What is generally better is using a sequence because it isn’t building a collection and just lazily handling one item at a time

1 Like

I wouldn’t say sequences are “generally better”. It is like N*M vs M*N. Of course, at least theoretically we can do it in less CPU cycles and less allocations, but in practice I believe sequences are generally slower as of Kotlin 1.9. Maybe they could be improved in the future, but we are not there yet.

The thrust of the original question was trying to optimize how the allocation is done to speed up the map. If you do not actually need the collection it will generally be “better” because none of that allocation is ever done.

What is the source of this belief? I see no way that they are “generally slower” and certainly not slower than mapping from one collection into another collection.

I think the main point of the question is not to optimize allocation or avoid using collections. Point is to use the lower level array for the majority of the workload and then only wrap it into a collection as the last step - instead of working through the wrapper all the time.

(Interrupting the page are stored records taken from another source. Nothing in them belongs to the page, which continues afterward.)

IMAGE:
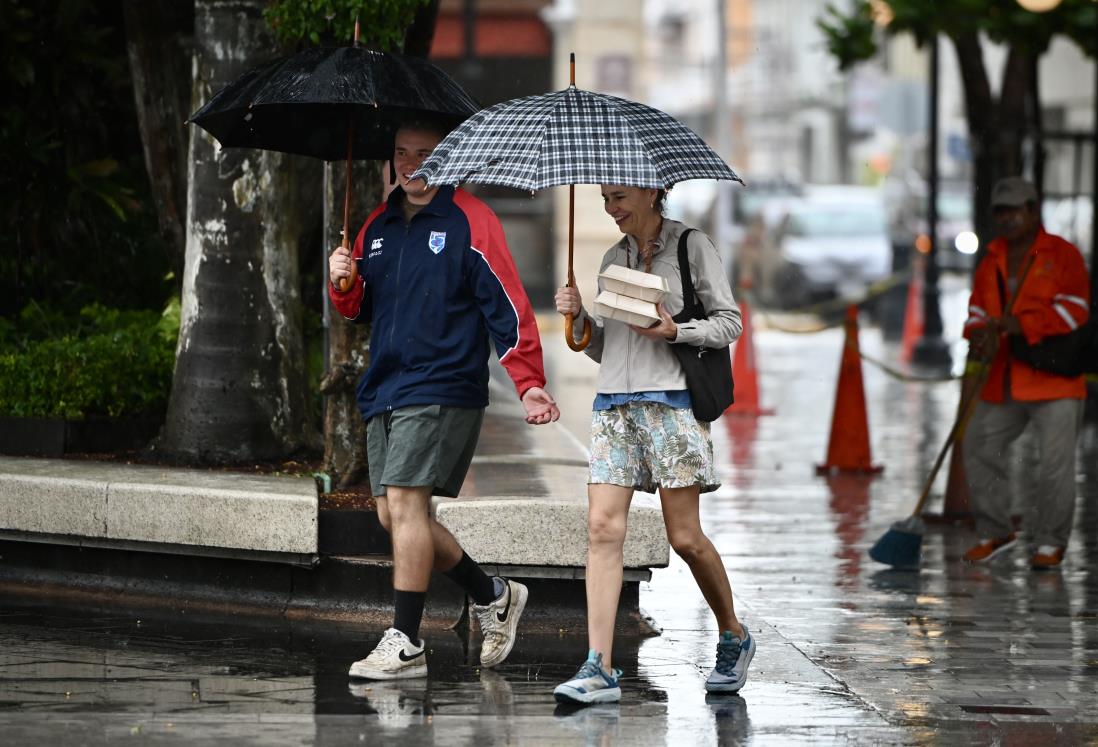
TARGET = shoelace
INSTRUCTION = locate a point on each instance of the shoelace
(727, 656)
(589, 669)
(390, 643)
(489, 627)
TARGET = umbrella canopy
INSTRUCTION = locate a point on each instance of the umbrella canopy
(572, 137)
(302, 104)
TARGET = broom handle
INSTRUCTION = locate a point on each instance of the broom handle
(968, 405)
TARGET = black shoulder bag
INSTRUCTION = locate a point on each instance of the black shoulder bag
(708, 370)
(1071, 354)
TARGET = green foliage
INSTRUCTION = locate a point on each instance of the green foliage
(382, 22)
(852, 36)
(73, 184)
(102, 361)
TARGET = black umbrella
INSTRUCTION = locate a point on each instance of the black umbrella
(332, 102)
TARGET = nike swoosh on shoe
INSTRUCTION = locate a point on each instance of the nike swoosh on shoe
(502, 616)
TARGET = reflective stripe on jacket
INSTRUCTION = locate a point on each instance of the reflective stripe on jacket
(1054, 300)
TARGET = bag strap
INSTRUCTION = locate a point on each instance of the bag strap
(690, 299)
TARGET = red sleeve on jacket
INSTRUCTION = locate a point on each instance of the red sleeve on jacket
(349, 303)
(501, 297)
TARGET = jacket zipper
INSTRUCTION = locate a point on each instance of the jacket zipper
(396, 297)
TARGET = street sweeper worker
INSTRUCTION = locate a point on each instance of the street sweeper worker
(438, 283)
(1052, 299)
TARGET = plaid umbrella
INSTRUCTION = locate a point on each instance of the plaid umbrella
(572, 137)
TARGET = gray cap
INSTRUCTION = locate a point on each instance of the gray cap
(1012, 192)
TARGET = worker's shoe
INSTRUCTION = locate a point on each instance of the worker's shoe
(1046, 557)
(988, 548)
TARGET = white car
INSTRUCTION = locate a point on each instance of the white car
(831, 243)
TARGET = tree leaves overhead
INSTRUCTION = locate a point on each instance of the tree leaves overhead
(382, 22)
(853, 36)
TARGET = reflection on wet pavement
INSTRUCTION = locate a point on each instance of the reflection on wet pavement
(849, 651)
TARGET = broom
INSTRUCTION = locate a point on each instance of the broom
(902, 545)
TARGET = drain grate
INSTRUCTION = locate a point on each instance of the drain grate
(1010, 710)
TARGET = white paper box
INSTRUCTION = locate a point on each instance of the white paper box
(635, 283)
(632, 311)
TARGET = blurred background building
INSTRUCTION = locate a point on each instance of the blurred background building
(792, 121)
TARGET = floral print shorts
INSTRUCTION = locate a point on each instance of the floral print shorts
(647, 445)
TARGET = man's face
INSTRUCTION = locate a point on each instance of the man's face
(1015, 223)
(413, 146)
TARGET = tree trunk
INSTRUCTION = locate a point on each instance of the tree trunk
(159, 40)
(419, 35)
(348, 343)
(996, 124)
(238, 391)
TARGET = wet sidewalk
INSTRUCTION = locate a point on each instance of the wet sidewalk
(849, 651)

I read such claims a few times in the internet, with some benchmarks to prove it. I never tried to test this myself, but the explanation actually makes a lot of sense. Sequences add overhead, they are complicated and can’t be inlined. Loops are obviously simple to the JVM and can be easily optimized. If Kotlin compiler will be ever able to fully inline sequences to produce a single loop with just operations inside, that will be for sure better. But for now it generates a loop with a chain of calls between operators. And apparently, this is generally slower than going multiple times in a loop.

See for example: Sequences and Inlined Lambdas , but as said above, I think I saw other similar discussions either here, on Stackoverflow or maybe Kotlin bugtracker.

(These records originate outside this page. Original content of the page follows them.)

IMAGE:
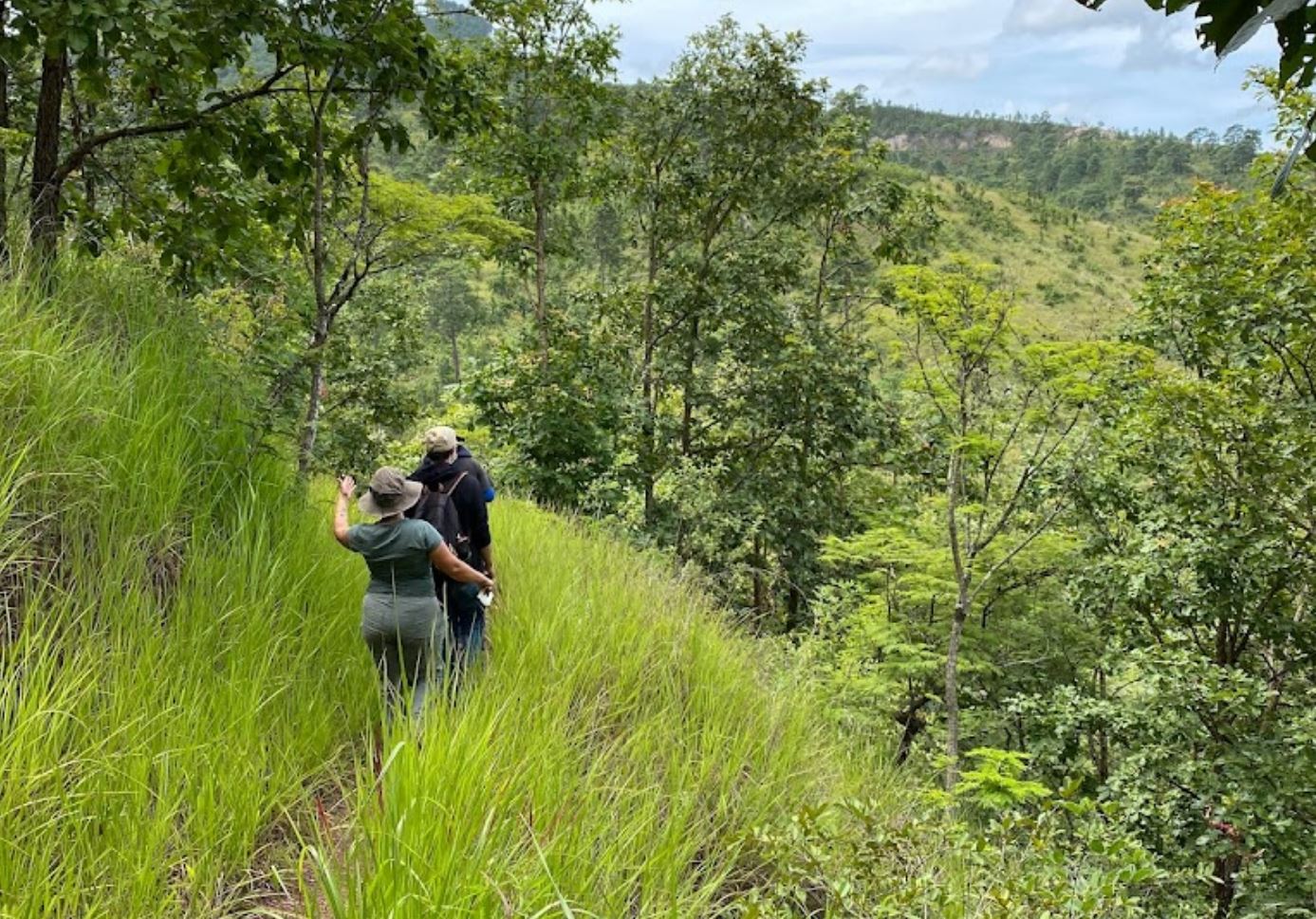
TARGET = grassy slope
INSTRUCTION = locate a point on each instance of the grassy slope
(1074, 280)
(611, 760)
(183, 668)
(180, 661)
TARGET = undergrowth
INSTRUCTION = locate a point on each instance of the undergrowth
(179, 661)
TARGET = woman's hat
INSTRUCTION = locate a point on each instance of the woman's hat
(390, 493)
(441, 441)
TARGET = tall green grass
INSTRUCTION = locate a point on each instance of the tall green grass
(180, 672)
(611, 760)
(180, 659)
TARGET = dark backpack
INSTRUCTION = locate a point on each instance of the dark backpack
(436, 507)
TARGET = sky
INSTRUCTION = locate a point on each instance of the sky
(1125, 66)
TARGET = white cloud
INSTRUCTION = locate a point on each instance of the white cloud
(955, 64)
(962, 55)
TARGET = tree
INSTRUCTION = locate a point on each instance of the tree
(1227, 26)
(1004, 419)
(454, 306)
(551, 61)
(1203, 551)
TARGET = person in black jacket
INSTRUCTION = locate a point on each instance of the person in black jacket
(442, 469)
(466, 462)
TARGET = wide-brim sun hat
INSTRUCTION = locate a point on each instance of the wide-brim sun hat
(390, 493)
(441, 441)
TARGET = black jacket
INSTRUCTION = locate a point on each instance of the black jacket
(469, 463)
(469, 497)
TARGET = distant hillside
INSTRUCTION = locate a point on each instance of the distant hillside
(1074, 275)
(453, 20)
(1095, 170)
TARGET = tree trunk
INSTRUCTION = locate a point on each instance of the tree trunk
(759, 588)
(957, 632)
(541, 268)
(456, 359)
(4, 162)
(1224, 882)
(962, 601)
(687, 398)
(306, 448)
(45, 158)
(1103, 739)
(649, 432)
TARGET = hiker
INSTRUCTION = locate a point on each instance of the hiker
(468, 463)
(455, 505)
(400, 616)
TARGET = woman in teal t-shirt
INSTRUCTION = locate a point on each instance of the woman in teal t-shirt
(400, 616)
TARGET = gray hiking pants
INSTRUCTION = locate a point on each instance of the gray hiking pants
(407, 638)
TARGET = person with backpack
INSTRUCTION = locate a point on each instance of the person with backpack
(400, 616)
(454, 504)
(466, 462)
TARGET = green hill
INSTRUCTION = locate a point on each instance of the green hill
(189, 711)
(1095, 170)
(182, 670)
(1074, 275)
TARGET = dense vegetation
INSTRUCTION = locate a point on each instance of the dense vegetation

Of course, there are cases where sequences are better, but speaking about the general superiority or about the default approach which we should choose, the answer is not that simple.

In the corrected example, I suspect that the reason `mapArray2` has worse performance than the built-in `map` is because you’ve involved multiple `List` implementations. The `setUp` creates a `java.util.ArrayList`, and `map` also creates a `java.util.ArrayList`, but in using `Array.asList()`, you create a `java.util.Arrays.ArrayList`. When the JVM is dealing with multiple implementations of an interface, it doesn’t get as many optimization opportunities.